Beckwith-Wiedemann and Russell-Silver Syndromes

Disruptions in the regulation of genes on chromosome 11p15 can lead to two contrasting growth disorders: Beckwith-Wiedemann syndrome (BWS) and Russell-Silver syndrome (RSS). BWS is an overgrowth syndrome, with affected individuals often larger than normal at birth. Common features include an enlarged tongue (macroglossia), abdominal wall defects, and an increased risk of developing certain childhood cancers.

The genetic changes leading to BWS cause an increase in growth-promoting signals from the 11p15 region. This can happen through mechanisms such as errors in methylation at ICR1, leading to activation of both copies of the IGF2 gene. Another cause is paternal uniparental disomy (pUPD), where an individual inherits both copies of chromosome 11 from their father. Mutations that inactivate the maternally expressed CDKN1C growth suppressor gene can also cause BWS.

In contrast, Russell-Silver syndrome is characterized by restricted growth, both before and after birth. Children with RSS are small for their gestational age and have difficulty gaining weight. They may also have distinct facial features, such as a small, triangular face and a prominent forehead. The underlying molecular issues in RSS are often the opposite of those in BWS.

Many cases of RSS are caused by methylation defects at ICR1 on the maternal chromosome, which leads to decreased activity of the growth-promoting IGF2 gene. Another cause is maternal uniparental disomy, where an individual inherits both copies of chromosome 11 from their mother. This results in an imbalance of gene expression that favors growth restriction.

Chromosome 11p15 and Cancer Links

Alterations in the 11p15 region are linked to developmental syndromes and the formation of certain cancers, particularly pediatric tumors. The most prominent example is Wilms’ tumor, a type of kidney cancer that affects children. The connection involves the same genes that are disrupted in BWS, highlighting a shared pathway between abnormal growth and tumor formation.

One mechanism in Wilms’ tumor is a “loss of heterozygosity” at 11p15. This occurs when a cell loses the maternal copy of this chromosomal region and duplicates the paternal copy. This event leads to an overexpression of the growth-promoting IGF2 gene and a loss of the tumor-suppressing H19 and CDKN1C genes, creating an environment that encourages uncontrolled cell proliferation.
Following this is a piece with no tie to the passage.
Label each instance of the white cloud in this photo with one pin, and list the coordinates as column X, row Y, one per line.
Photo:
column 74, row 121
Beyond Wilms’ tumor, changes in the 11p15 region have been associated with other cancers, including rhabdomyosarcoma and adrenocortical carcinoma. In these contexts, the disruption of the balance between growth-promoting and growth-suppressing genes contributes to the disease. The increased cancer risk in individuals with BWS is linked to specific changes like pUPD or ICR1 methylation defects.
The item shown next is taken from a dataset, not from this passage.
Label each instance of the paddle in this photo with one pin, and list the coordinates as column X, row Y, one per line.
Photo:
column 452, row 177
Diagnosis and Genetic Support

Identifying abnormalities in the chromosome 11p15 region requires specialized genetic testing. The diagnostic process begins with a physical evaluation by a clinician familiar with growth disorders. If a condition like BWS or RSS is suspected, laboratory tests are used to analyze the 11p15 region for characteristic genetic and epigenetic changes.

Common diagnostic techniques include methylation analysis, which examines the chemical tags on the DNA within the ICR1 and ICR2 domains. Another method is chromosomal microarray analysis, which can detect copy number variations, such as deletions or duplications. This can also identify uniparental disomy. Direct sequencing of genes like CDKN1C may be performed to find specific mutations.

Receiving a diagnosis related to chromosome 11p15 has significant implications for a family, making genetic counseling an important part of the process. Genetic counselors help families understand inheritance patterns, the chances of the condition recurring, and the potential health implications. They provide support, helping families navigate the medical system and connect with resources. This guidance allows families to make informed decisions regarding health management, such as cancer screening protocols for BWS.